Within the situation of Cuomo, he’d many loyal ties. The lawyer general’s report claims that the manager Chamber had “an intense and overriding concentrate on secrecy and loyalty that resulted in all perceived functions of ‘disloyalty,’ including critique from the Governor [Cuomo] or his senior staff, could be met with attacks of the professional and personal nature.”
Another factor to consider people safeguard male sexual harassers is based on how certain network beliefs prize men and maleness. These beliefs normalize male dominance over women, encouraging support for individuals who enact displays of masculine brilliance.
When these beliefs pervade a social networking, and central men sexually harass women, network people stay silent. Additionally they rally to protect and safeguard harassers by silencing and never hearing individuals who speak up.
Because women are devalued during these systems, effective witnesses haven’t much motive to listen to sexual harassment complaints or do something to aid female victims.

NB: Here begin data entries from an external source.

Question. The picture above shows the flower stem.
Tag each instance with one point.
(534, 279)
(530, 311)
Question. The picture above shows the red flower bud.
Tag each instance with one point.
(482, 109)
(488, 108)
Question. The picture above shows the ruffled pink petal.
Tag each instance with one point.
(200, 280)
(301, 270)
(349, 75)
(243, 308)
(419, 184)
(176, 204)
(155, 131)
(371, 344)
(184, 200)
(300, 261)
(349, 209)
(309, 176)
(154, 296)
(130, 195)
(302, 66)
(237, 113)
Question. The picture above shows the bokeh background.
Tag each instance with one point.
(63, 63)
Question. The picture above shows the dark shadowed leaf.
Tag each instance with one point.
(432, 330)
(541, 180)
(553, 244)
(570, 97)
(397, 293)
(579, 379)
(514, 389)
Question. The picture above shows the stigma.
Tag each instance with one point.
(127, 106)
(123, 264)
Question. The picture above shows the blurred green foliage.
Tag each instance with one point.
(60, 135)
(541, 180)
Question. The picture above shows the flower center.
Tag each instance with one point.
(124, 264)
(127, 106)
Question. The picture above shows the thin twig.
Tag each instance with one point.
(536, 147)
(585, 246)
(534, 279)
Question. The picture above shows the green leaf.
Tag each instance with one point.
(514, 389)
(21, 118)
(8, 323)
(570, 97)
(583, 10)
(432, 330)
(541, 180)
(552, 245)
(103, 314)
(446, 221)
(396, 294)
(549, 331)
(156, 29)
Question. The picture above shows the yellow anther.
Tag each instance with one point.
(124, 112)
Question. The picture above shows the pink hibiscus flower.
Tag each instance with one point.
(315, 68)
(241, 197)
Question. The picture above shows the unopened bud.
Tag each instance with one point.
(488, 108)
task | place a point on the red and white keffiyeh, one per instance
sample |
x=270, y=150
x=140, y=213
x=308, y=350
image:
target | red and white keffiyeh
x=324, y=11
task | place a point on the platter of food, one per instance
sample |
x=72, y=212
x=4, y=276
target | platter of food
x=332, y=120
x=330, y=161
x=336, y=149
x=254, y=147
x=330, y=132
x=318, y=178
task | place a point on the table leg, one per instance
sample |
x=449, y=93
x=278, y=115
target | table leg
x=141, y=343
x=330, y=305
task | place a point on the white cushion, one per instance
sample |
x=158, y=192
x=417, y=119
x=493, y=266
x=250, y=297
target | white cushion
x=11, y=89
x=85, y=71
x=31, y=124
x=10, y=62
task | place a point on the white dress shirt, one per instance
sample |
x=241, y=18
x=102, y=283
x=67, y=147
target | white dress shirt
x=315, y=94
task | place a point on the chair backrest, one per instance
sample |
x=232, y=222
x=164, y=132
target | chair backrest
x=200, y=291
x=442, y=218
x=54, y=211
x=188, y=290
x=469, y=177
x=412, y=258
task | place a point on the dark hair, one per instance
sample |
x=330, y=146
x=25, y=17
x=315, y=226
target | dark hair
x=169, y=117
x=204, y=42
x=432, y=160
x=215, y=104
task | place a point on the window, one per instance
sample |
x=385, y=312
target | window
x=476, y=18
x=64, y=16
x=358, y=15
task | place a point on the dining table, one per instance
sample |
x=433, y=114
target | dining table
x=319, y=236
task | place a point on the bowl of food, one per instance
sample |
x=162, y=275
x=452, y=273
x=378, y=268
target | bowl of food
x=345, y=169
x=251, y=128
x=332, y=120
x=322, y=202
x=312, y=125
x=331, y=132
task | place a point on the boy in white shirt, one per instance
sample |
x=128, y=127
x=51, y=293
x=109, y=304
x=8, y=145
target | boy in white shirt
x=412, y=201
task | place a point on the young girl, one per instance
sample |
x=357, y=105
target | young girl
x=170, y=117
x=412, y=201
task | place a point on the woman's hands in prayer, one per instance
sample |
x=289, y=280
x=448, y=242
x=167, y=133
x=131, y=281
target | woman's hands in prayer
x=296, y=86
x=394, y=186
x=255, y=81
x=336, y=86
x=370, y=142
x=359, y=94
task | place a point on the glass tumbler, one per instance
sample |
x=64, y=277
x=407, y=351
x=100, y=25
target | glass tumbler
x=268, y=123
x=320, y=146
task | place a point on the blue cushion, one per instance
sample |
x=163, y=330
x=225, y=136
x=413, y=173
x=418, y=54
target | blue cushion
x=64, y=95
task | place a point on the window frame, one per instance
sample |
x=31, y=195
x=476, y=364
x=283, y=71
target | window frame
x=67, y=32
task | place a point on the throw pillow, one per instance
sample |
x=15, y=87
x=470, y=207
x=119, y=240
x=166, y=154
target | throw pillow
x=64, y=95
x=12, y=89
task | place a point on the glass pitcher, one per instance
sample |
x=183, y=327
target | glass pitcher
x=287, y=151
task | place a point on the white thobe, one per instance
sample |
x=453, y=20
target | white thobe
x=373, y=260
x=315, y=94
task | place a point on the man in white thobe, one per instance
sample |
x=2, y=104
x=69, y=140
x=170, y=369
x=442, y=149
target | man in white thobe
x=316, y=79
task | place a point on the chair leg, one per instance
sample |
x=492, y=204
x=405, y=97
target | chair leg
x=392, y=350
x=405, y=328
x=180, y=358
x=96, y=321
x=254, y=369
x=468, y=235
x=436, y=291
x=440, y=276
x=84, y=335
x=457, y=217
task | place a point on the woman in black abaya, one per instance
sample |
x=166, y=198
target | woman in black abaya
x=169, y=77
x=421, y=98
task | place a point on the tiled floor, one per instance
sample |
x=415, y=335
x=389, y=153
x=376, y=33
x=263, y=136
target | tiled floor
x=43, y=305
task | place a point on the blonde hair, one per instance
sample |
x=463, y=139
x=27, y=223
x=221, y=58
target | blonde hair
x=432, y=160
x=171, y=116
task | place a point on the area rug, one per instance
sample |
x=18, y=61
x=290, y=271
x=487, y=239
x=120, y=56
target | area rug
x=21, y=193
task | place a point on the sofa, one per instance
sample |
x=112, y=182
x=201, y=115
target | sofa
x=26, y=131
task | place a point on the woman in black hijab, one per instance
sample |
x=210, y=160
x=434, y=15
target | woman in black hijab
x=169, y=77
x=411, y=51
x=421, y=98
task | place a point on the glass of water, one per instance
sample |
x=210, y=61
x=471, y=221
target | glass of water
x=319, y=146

The analysis into Cuomo’s conduct concluded: “This culture of fear, violence, and retribution co-existed within the Executive Chamber with one which recognized and normalized everyday flirtations and gender-based comments through the Governor.”
Finally, mythologies about sexual harassment are often present in social systems like the one which encircled Cuomo. These misguided beliefs deny that sexual harassment has happened, frequently by questioning women’s complaints – for instance, suggesting that false allegations are typical. Or they downplay the gravity of those offenses.
When harassment becomes indisputable, myths lead network people to proceed to justify it: absolving harassers of responsibility or blaming victims – asking what women did to ask sexual advances.
Myths like these silence network people because speaking up will probably be futile or perhaps harmful. Through the report, senior staff people in Cuomo’s office denied wrongdoing by Cuomo. One victim, Ana Liss, testified that Cuomo had held her hands, kissed her oral cavity and been flirtatious. She didn’t wish to report it because “the atmosphere within the Executive Chamber discouraged her … she was fully expecting the Governor’s team would deny, deny, deny, character assassinate.”
It’s rare that scholarly research and current occasions so perfectly reflect one another. However the Cuomo situation is – no metaphor here – a textbook illustration of a network of complicity and silence around sexual harassment.